あらすじ
三つの時代をまたぎ紐解く、鎌倉文庫の謎
まだ梅雨の始まらない五月の終わりの鎌倉駅。よく似た顔立ちだが世代の異なる三人の女性が一堂に会した。
戦中、鎌倉の文士達が立ち上げた貸本屋「鎌倉文庫」。千冊あったといわれる貸出本も発見されたのはわずか数冊。では残りはどこへ――夏目漱石の初版本も含まれているというその行方を捜す依頼は、昭和から始まり、平成、令和のビブリア古書堂の娘たちに受け継がれていく。
十七歳の「本の虫」三者三様の古書に纏わる物語と、時を超えて紐解かれる人の想い。
感情タグBEST3
このページにはネタバレを含むレビューが表示されています
Posted by ブクログ
智恵子さんと登さんの出会いが読めるとは。
鎌倉文庫の貸出本がオークションサイトに出品されたくだりは大分驚いたけど、持ち主の手に戻って良かった。
鎌倉文庫が再現されたのは、縁があった人や鎌倉文庫を知っている本好きにはたまらないだろうな。
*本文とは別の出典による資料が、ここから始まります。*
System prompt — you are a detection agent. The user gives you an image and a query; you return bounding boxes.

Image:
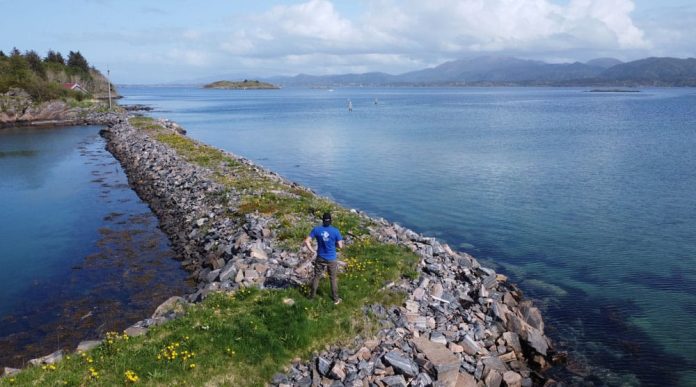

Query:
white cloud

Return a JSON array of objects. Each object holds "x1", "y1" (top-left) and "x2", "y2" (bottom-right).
[{"x1": 166, "y1": 48, "x2": 210, "y2": 67}]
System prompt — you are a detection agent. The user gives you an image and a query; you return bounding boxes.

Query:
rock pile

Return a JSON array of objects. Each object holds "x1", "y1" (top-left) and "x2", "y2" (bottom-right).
[
  {"x1": 102, "y1": 120, "x2": 550, "y2": 386},
  {"x1": 274, "y1": 220, "x2": 550, "y2": 387}
]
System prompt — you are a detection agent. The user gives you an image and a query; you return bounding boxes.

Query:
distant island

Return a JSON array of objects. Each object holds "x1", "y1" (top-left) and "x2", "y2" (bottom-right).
[{"x1": 203, "y1": 79, "x2": 279, "y2": 90}]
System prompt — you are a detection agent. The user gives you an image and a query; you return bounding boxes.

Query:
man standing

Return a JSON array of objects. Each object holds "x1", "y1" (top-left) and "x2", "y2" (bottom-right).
[{"x1": 304, "y1": 212, "x2": 343, "y2": 305}]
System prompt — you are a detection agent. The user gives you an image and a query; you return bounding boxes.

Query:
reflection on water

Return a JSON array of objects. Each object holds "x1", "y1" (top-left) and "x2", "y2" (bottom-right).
[
  {"x1": 0, "y1": 127, "x2": 193, "y2": 367},
  {"x1": 123, "y1": 88, "x2": 696, "y2": 385}
]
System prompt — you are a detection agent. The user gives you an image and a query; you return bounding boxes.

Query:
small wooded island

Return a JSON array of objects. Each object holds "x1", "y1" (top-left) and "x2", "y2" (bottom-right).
[{"x1": 203, "y1": 79, "x2": 279, "y2": 90}]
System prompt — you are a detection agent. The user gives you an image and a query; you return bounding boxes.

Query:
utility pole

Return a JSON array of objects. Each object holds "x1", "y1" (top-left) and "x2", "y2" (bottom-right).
[{"x1": 106, "y1": 65, "x2": 111, "y2": 110}]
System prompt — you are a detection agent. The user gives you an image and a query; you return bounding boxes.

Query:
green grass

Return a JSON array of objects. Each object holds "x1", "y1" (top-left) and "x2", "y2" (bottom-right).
[
  {"x1": 0, "y1": 117, "x2": 418, "y2": 386},
  {"x1": 0, "y1": 240, "x2": 417, "y2": 386},
  {"x1": 140, "y1": 117, "x2": 368, "y2": 251}
]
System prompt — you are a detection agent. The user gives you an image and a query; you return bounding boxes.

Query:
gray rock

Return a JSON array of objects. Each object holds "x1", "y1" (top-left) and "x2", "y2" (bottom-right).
[
  {"x1": 503, "y1": 371, "x2": 522, "y2": 387},
  {"x1": 503, "y1": 332, "x2": 522, "y2": 353},
  {"x1": 382, "y1": 351, "x2": 418, "y2": 378},
  {"x1": 2, "y1": 367, "x2": 22, "y2": 377},
  {"x1": 484, "y1": 370, "x2": 503, "y2": 387},
  {"x1": 328, "y1": 361, "x2": 346, "y2": 380},
  {"x1": 459, "y1": 334, "x2": 481, "y2": 356},
  {"x1": 317, "y1": 356, "x2": 331, "y2": 376},
  {"x1": 457, "y1": 372, "x2": 477, "y2": 387},
  {"x1": 380, "y1": 375, "x2": 406, "y2": 387},
  {"x1": 413, "y1": 337, "x2": 459, "y2": 384},
  {"x1": 430, "y1": 282, "x2": 444, "y2": 298},
  {"x1": 29, "y1": 350, "x2": 63, "y2": 366},
  {"x1": 271, "y1": 373, "x2": 290, "y2": 384},
  {"x1": 527, "y1": 327, "x2": 549, "y2": 356},
  {"x1": 430, "y1": 331, "x2": 447, "y2": 345},
  {"x1": 124, "y1": 325, "x2": 147, "y2": 337},
  {"x1": 411, "y1": 372, "x2": 433, "y2": 387},
  {"x1": 206, "y1": 269, "x2": 220, "y2": 282},
  {"x1": 220, "y1": 261, "x2": 237, "y2": 282}
]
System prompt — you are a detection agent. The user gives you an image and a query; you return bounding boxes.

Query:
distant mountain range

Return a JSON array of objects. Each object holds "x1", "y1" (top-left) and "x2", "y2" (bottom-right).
[{"x1": 264, "y1": 56, "x2": 696, "y2": 87}]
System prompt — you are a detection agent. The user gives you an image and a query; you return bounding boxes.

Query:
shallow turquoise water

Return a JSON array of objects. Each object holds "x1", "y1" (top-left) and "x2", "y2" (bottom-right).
[
  {"x1": 0, "y1": 126, "x2": 189, "y2": 367},
  {"x1": 121, "y1": 87, "x2": 696, "y2": 385}
]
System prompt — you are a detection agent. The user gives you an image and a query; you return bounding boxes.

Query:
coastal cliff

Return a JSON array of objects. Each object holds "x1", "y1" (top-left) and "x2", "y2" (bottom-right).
[{"x1": 0, "y1": 116, "x2": 554, "y2": 386}]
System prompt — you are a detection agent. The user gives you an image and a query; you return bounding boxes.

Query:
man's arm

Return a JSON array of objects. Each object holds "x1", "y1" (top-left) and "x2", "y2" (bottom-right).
[{"x1": 303, "y1": 236, "x2": 316, "y2": 254}]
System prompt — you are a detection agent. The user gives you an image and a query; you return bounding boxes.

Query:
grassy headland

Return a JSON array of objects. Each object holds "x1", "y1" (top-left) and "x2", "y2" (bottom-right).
[
  {"x1": 0, "y1": 117, "x2": 418, "y2": 386},
  {"x1": 203, "y1": 79, "x2": 279, "y2": 90},
  {"x1": 0, "y1": 48, "x2": 116, "y2": 103}
]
鎌倉文庫を持っている3人が少し借りたいという申し出に対して何の躊躇いが無いのがらしくて嬉しい。
鎌倉文庫が手に渡った先が花子さんで良かった。
そこに登さんも居たらなあと思う。
登さんと大輔さんが少しとはいえ会った事があったとは驚いた。
優しい人だ。
Posted by ブクログ
ビブリア古書堂の事件手帖シリーズは好きで、今作もとても面白かった。
ただ、扉子シリーズになってから登場人物に思慮にかける短慮な言動をする人が増えたなーと感じます。
前巻では、樋口恭一郎の母、樋口佳穂が最終的には恭一郎に相続されるはずの本を燃やしてしまい仲違いするのですが、「いや当たり前だろ」としか思わない。
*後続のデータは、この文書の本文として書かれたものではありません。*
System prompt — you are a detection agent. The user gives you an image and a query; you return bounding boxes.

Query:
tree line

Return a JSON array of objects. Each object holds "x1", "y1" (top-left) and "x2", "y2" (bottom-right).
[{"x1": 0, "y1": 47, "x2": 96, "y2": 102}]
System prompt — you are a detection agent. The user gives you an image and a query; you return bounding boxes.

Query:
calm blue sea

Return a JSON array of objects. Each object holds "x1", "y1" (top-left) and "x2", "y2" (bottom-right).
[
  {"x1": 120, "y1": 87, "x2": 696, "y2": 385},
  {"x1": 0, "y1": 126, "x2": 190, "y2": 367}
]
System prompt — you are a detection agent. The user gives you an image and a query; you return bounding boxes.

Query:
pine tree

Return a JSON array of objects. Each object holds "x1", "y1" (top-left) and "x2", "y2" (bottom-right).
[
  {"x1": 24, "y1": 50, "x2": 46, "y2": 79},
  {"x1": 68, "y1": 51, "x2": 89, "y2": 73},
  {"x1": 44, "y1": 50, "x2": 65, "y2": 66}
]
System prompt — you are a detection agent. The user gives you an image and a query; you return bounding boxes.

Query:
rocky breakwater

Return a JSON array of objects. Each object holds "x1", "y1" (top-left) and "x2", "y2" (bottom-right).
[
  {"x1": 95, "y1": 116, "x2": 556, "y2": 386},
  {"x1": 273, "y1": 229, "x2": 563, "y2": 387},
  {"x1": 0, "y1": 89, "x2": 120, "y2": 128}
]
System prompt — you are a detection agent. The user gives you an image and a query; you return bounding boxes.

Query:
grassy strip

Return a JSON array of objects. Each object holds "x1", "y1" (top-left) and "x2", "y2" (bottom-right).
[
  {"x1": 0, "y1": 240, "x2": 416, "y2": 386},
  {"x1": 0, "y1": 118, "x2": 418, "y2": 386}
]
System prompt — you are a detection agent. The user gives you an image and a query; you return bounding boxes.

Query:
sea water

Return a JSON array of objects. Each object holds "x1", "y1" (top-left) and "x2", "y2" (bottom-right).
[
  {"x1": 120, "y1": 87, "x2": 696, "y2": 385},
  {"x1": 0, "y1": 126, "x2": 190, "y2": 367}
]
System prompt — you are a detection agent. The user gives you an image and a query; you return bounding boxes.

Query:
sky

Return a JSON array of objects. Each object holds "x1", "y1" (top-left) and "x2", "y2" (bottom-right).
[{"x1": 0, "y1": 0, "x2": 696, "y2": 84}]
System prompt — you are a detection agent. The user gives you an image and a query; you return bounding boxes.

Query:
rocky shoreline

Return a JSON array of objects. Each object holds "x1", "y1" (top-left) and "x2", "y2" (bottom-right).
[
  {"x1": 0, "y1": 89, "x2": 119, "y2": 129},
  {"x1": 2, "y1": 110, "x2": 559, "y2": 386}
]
少なからず恭一郎は杉尾康明(実父)とも交流があったわけで、理由はあれど、恭一郎の実父の大切なものを燃やしたら、そりゃ息子に距離取られるに決まってるでしょ。
今回の巻でも、扉子と圭の仲違い関連の話があるのですが、扉子も親友の親族をいきなり疑いすぎだし、圭も親友に対して言葉強すぎ。
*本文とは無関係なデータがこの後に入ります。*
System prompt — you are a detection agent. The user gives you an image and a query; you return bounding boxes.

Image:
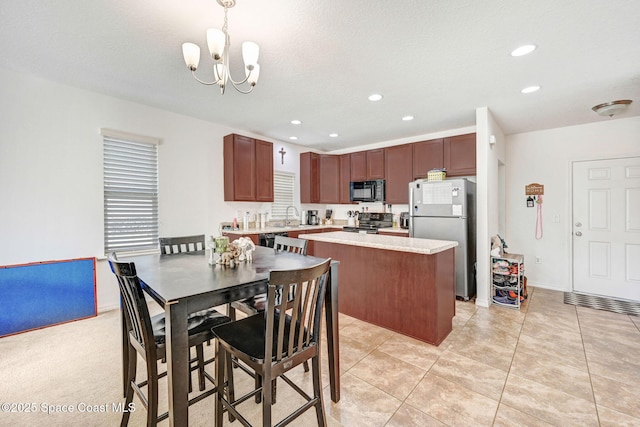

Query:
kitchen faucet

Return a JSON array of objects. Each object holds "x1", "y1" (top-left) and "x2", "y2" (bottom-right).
[{"x1": 284, "y1": 206, "x2": 300, "y2": 227}]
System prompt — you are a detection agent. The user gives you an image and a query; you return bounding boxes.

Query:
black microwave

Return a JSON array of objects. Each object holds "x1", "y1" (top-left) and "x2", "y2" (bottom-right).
[{"x1": 350, "y1": 179, "x2": 385, "y2": 202}]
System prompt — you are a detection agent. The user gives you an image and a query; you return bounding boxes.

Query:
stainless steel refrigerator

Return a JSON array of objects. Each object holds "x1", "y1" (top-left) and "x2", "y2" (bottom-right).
[{"x1": 409, "y1": 178, "x2": 476, "y2": 301}]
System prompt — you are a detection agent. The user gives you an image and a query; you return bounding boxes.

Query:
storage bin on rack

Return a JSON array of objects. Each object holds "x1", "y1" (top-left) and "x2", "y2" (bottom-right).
[{"x1": 491, "y1": 253, "x2": 527, "y2": 309}]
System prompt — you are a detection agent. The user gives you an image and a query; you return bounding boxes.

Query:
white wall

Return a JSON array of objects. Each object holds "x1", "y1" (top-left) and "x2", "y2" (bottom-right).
[
  {"x1": 476, "y1": 107, "x2": 505, "y2": 307},
  {"x1": 503, "y1": 117, "x2": 640, "y2": 291},
  {"x1": 0, "y1": 69, "x2": 308, "y2": 311}
]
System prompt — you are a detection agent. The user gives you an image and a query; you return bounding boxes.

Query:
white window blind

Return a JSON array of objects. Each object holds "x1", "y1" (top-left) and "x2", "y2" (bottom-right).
[
  {"x1": 271, "y1": 171, "x2": 295, "y2": 219},
  {"x1": 102, "y1": 130, "x2": 158, "y2": 253}
]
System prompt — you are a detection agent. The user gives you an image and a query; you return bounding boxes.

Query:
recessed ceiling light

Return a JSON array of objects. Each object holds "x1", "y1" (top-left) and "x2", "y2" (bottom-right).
[
  {"x1": 520, "y1": 86, "x2": 540, "y2": 93},
  {"x1": 511, "y1": 44, "x2": 538, "y2": 56}
]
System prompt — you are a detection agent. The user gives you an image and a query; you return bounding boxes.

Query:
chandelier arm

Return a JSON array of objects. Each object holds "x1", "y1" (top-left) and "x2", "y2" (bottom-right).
[
  {"x1": 229, "y1": 71, "x2": 251, "y2": 86},
  {"x1": 228, "y1": 84, "x2": 254, "y2": 95},
  {"x1": 191, "y1": 70, "x2": 218, "y2": 86}
]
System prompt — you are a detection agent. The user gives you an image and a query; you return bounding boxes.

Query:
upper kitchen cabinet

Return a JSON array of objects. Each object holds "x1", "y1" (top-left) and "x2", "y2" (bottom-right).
[
  {"x1": 384, "y1": 144, "x2": 416, "y2": 204},
  {"x1": 412, "y1": 139, "x2": 444, "y2": 179},
  {"x1": 367, "y1": 148, "x2": 384, "y2": 179},
  {"x1": 300, "y1": 152, "x2": 342, "y2": 203},
  {"x1": 300, "y1": 152, "x2": 320, "y2": 203},
  {"x1": 339, "y1": 154, "x2": 351, "y2": 203},
  {"x1": 223, "y1": 134, "x2": 273, "y2": 202},
  {"x1": 444, "y1": 133, "x2": 476, "y2": 177},
  {"x1": 349, "y1": 151, "x2": 367, "y2": 181},
  {"x1": 351, "y1": 148, "x2": 384, "y2": 181},
  {"x1": 319, "y1": 154, "x2": 340, "y2": 203},
  {"x1": 256, "y1": 139, "x2": 273, "y2": 202}
]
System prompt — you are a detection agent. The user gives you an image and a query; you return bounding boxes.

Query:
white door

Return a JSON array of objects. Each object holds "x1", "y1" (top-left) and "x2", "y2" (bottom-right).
[{"x1": 573, "y1": 157, "x2": 640, "y2": 301}]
子どもだからという点を加味しても、ちょっと短絡的じゃない?と感じてしまいました。
少し気になる点のもありますが、もちろんシリーズ通してとても面白いので次の話も楽しみにしています。
Posted by ブクログ
2012年本屋大賞の続編
令和、平成、昭和、母娘3代17歳の本屋探偵デビュー物語
「鎌倉文庫」「夏目漱石」の謎。
令和篇「鶉籠」、仲違いしたけど仲直りできてよかったねぇ
昭和篇「道草」、登さんとの馴れ初め話
平成篇「吾輩は猫デアル」、失踪してからの話
…
……
………
にわか成り金が古書を焚書しなくてよかったですね。
卵は常温で、コンビーフのインスタントラーメンを試してみたい。
何味がいいかなぁ
Posted by ブクログ
栞子の娘の扉子、そして親の智恵子の3代にまたがる漱石と鎌倉文庫をめぐるストーリー。智恵子の若かりし頃の話が今につながり、そして栞子と大輔の最初の出会いも描かれており全てがつながっているそんな話。昔ほど本の中身が謎解きのヒントになることは少なくなってきたので少し毛色が変わってきた感じもしました。
ほっこり
シリーズの中で、本作は悲壮感が小さく、ほっこりと、人間の暖かみを感じる印象がある。花子が人として大きくなったところが喜ばしい。
昭和編が面白かった
令和編の語り手は樋口くん・探偵役は扉子ちゃん、昭和編の語り手は栞子さんのお父さんの登さん・探偵役は登さんと結婚前の三浦智恵子さん、平成編は語り手が登さんで、探偵役がまだ高校生だった栞子さん。今回はオリジナルシリーズの語り手・大輔氏はプロローグとエピローグにしか登場しません。その代わり、オリジナルシリーズでは5巻のプロローグ(リチャード・ブローティガン「愛のゆくえ」)にしか登場しなかった登さんが大活躍?です。大輔氏と同じでパートナーほど本に関する知識はなくとも洞察力はすごく、的確に探偵役をサポートしています。それから、オリジナルシリーズではラスボスみたいな扱いだった智恵子さんが、登さんにだけは少女らしい顔を見せるのが面白かった。あと、新シリーズではほとんど登場シーンがない文香ちゃんが、少しですが平成編に出たのがうれしかった。